Last modified: May 12, 2021 at 10:42am

Six schools in the NWT will soon be able to tune up some brand-new instruments after receiving a combined $65,000 through the MusiCounts Band Aid program.

The national charity provides schools with money to purchase equipment and bolster their music curriculum. Ninety-five schools across the country have received a total of $1 million in 2021, including eight schools in Nunavut and two in the Yukon.

In a news release, MusiCounts said sending $173,000 to 16 schools in the three territories this year was “unprecedented.”


NWT recipients include Mildred Hall and Range Lake North schools in Yellowknife, École Boréale in Hay River, Echo Dene School in Fort Liard, Deh Gah School in Fort Providence, and Charles Yohin School in Nahanni Butte.

Together, those schools have been awarded $65,000.

Angela Griffin, principal of Deh Gah School in Fort Providence, told Cabin Radio her school is receiving $13,000 through the program.

“It was exciting to get it,” she said. “Any help is always welcome, and the kids really enjoy music. They really love playing instruments. They learn really quickly.”

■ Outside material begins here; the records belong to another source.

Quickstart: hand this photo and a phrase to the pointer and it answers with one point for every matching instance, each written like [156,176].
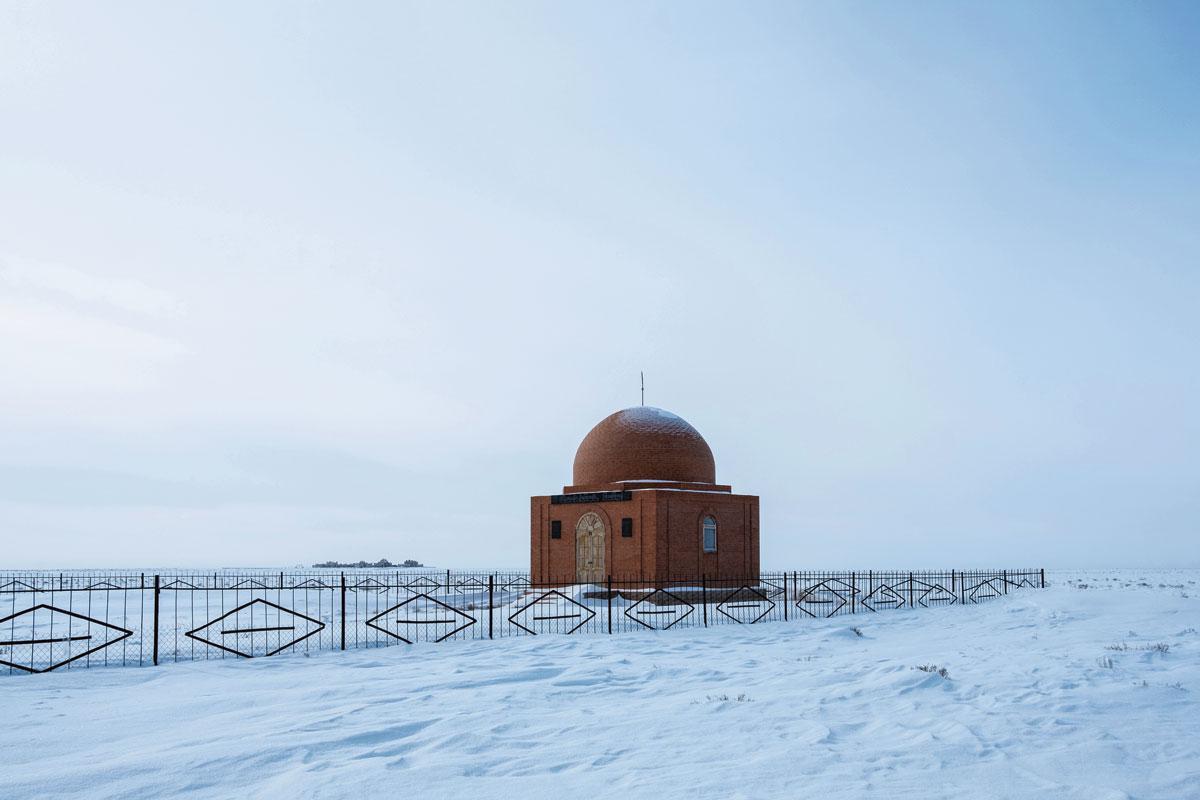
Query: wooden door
[589,541]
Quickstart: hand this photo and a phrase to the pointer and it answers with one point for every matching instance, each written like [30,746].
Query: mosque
[645,503]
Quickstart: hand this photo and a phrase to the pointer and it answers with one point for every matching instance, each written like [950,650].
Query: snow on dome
[643,444]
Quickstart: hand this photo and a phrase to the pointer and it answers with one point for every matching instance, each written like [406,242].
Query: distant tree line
[382,564]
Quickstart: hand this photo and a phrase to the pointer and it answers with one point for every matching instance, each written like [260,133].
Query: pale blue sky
[282,283]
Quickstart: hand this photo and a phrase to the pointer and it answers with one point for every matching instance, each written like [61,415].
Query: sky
[293,282]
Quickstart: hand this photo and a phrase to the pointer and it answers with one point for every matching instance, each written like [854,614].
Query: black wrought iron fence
[71,620]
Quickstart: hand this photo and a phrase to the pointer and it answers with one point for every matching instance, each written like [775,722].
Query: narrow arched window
[709,528]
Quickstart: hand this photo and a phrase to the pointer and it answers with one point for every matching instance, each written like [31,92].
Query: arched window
[709,528]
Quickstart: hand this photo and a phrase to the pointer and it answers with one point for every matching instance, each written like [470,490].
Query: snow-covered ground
[1065,692]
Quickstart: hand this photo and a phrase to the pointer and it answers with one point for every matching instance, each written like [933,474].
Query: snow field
[1066,692]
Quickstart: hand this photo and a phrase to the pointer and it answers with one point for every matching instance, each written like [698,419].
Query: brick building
[643,504]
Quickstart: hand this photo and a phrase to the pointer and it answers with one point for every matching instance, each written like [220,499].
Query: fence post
[156,620]
[785,596]
[610,603]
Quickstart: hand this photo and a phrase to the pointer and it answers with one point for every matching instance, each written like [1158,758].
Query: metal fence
[71,620]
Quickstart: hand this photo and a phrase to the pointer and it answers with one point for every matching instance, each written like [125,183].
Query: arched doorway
[589,537]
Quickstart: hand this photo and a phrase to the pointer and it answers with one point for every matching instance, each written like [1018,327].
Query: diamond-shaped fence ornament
[745,606]
[883,596]
[659,609]
[825,599]
[257,629]
[935,595]
[43,637]
[552,613]
[984,590]
[421,618]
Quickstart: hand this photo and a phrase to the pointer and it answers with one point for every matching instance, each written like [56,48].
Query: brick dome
[643,444]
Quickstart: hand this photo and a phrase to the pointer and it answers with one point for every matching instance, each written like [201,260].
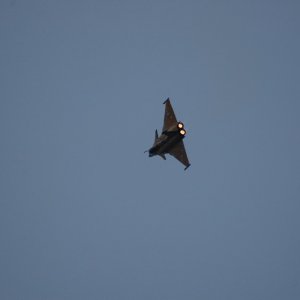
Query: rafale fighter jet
[171,139]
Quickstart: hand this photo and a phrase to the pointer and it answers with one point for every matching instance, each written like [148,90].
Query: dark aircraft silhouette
[171,139]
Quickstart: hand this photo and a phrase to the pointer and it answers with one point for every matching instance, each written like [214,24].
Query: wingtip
[187,166]
[166,101]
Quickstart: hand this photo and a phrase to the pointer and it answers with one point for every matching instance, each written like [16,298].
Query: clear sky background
[85,214]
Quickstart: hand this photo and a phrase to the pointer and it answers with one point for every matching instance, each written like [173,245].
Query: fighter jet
[171,139]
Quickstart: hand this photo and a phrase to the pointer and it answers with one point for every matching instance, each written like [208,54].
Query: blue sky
[84,213]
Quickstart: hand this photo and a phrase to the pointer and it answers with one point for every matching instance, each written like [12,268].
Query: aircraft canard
[171,139]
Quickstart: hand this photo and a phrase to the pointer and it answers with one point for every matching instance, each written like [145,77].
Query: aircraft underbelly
[170,143]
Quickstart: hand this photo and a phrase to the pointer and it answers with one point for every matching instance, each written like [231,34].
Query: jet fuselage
[165,142]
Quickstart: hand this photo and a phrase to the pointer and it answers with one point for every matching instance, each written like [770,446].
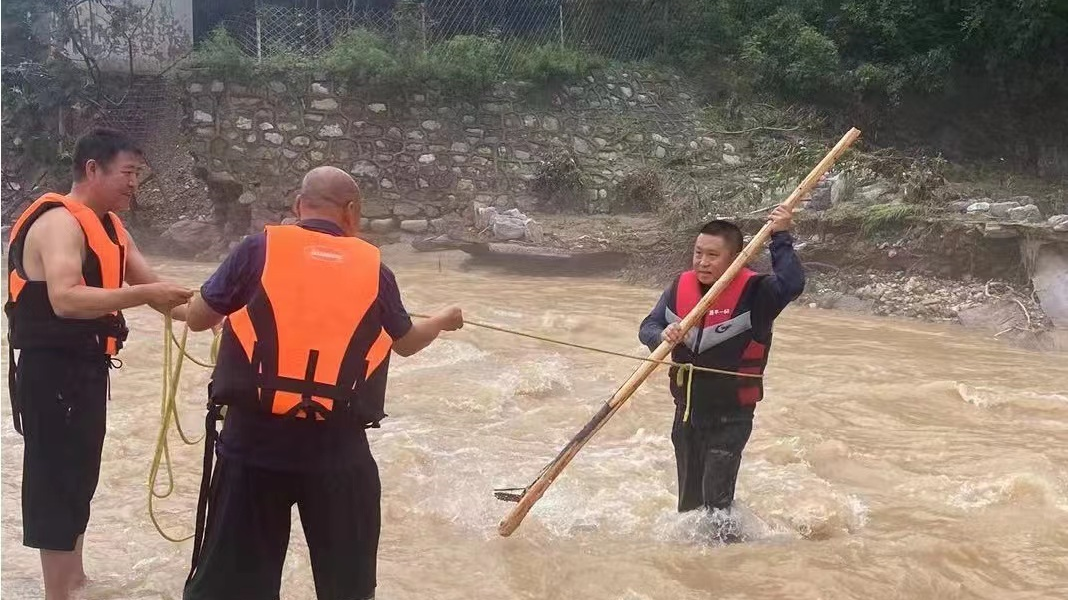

Dana Merrigan, who teaches music for Mildred Hall in Yellowknife, said her school will be using the $12,000 it was awarded to purchase new xylophones, glockenspiels, mallets, mouthpieces for band instruments, and iPads for music programming.

“I hope these new instruments can help us welcome the new school year with a new energy and excitement to the music program after it has been hit hard by Covid,” Merrigan said in an email.

École Boréale has received $6,000 to purchase and repair instruments and recording equipment.

“As a music teacher and as a person that works within school environments, I can’t stress enough the importance of having a music program,” music teacher Pierre Cook said. “It’s just a great avenue for kids to express themselves, to critically think, to problem-solve, but in a different creative output.”

Cook’s music class puts together a bi-weekly podcast called Radio Boréale, which includes both written and musical content produced by the students.

Having better recording equipment will allow them to improve the show, Cook said.

“We’re very proud of our product, and we want to take it to the next level,” Cook said. “The students already have a base of knowledge on how to produce and publish this stuff, and all these tools are going to make it a little more efficient.

“I wanted to invest in these guys and say look, we’ve got real talent here. We could create our own little ecosystem here.”